Hendrick tidak tahu mengapa baru kali ini ia kebobolan. Ia tidak pernah menyangka akan membuat Sera hamil di waktu yang tidak tepat. Bahkan setelah bertahun-tahun melakukan itu, kenapa baru sekarang? Pikirnya.
Ia butuh Mayleen. Bukan untuk melampiaskan emosinya melalui seks. Hanya membutuhkan Mayleen dan memberikannya nasihat ataupun masukan. Tapi keadaan tak mendukungnya sebab Mayleen tak menjawab-jawab panggilannya setelah terakhir kali ia memberitahukan berita itu.
"Damn it!" rutuknya.
Ia sendiri siap jika harus menikahi Sera. Walau tanpa cinta. Ia siap segala hal. Baik diri maupun finasialnya. Hanya sayangnya, Sera yang ternyata tak siap untuk menuju hubungan yang lebih serius.

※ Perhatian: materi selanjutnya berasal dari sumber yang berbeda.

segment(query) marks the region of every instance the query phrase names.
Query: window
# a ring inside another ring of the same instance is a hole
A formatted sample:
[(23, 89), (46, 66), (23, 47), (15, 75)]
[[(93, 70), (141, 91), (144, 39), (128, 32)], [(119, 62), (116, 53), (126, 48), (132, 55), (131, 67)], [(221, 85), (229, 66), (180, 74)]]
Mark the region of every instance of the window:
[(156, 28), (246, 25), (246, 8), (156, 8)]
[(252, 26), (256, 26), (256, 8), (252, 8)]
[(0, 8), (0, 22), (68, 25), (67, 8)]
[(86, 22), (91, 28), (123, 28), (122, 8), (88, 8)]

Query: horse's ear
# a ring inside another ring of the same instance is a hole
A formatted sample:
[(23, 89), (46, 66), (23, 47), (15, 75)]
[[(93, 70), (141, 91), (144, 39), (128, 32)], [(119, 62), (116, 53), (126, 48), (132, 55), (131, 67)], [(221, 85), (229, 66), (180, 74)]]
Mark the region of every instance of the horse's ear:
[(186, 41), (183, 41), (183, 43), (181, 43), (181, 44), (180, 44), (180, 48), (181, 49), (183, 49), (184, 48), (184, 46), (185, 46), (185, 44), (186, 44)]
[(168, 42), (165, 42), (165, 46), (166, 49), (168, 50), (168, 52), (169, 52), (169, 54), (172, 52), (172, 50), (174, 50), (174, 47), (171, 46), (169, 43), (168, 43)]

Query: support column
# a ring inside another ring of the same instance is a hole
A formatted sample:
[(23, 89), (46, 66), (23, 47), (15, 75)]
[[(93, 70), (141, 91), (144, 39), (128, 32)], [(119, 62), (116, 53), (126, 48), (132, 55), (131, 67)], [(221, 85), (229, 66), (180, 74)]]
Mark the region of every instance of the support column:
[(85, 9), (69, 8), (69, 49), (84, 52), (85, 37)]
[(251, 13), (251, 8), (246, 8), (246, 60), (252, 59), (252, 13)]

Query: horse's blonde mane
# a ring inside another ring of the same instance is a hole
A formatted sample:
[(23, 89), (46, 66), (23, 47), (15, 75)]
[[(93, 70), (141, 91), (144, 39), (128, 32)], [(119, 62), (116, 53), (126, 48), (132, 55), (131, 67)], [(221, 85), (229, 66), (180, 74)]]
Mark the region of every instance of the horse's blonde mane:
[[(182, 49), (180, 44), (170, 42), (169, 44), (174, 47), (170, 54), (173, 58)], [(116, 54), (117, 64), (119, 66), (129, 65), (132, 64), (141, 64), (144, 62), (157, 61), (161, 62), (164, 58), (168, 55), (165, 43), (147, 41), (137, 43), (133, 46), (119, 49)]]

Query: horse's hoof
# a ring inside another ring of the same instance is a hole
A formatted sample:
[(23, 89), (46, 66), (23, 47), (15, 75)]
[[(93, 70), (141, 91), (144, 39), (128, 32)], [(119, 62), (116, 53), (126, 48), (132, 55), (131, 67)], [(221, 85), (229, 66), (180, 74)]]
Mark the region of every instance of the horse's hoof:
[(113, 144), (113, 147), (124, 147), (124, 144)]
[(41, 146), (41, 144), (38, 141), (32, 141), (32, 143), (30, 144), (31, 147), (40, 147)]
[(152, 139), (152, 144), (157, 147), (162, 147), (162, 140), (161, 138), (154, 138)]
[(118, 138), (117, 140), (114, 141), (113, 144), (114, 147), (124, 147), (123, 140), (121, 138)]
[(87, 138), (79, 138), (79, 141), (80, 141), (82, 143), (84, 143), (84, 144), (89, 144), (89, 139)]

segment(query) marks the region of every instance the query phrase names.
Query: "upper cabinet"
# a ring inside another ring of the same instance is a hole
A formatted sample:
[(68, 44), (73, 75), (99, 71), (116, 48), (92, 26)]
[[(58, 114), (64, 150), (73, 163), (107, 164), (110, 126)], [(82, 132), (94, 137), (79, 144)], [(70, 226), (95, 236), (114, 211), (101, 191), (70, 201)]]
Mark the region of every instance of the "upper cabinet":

Jika waktu bisa diputar, ia berharap segera mengakhiri hubungannya dengam Sera. Tapi ia memiliki pikiran bahwa ini adalah kesengajaan Sera menjadikan dirinya hamil.
Setelah beberapa jam di luar dengan putus asa, Hendrick kembali ke rumahnya. Sera sudah pulang dari sana dan ia bisa menghela napasnya walau sedikit. Bukannya ia tidak bertanggungjawab, hanya saja ia merasa terkejut. Sebab di saat seperti ini, ia berencana untuk menyudahi hubungannya sementara Sera ingin ia tetap tinggal.
"Apa kau menemukan yang kau cari?" tanya Olive.
Hendrick menggelengkan kepalanya. Yang ia cari dan ia butuhkan adalah Mayleen. Bukan angin atau hiburan semata.
"Kau sudah besar, Hendrick. Kau memang salah, begitu juga Sera. Tapi sebaiknya jangan menggunakan emosi untuk menyelesaikan masalahmu," kata Olive.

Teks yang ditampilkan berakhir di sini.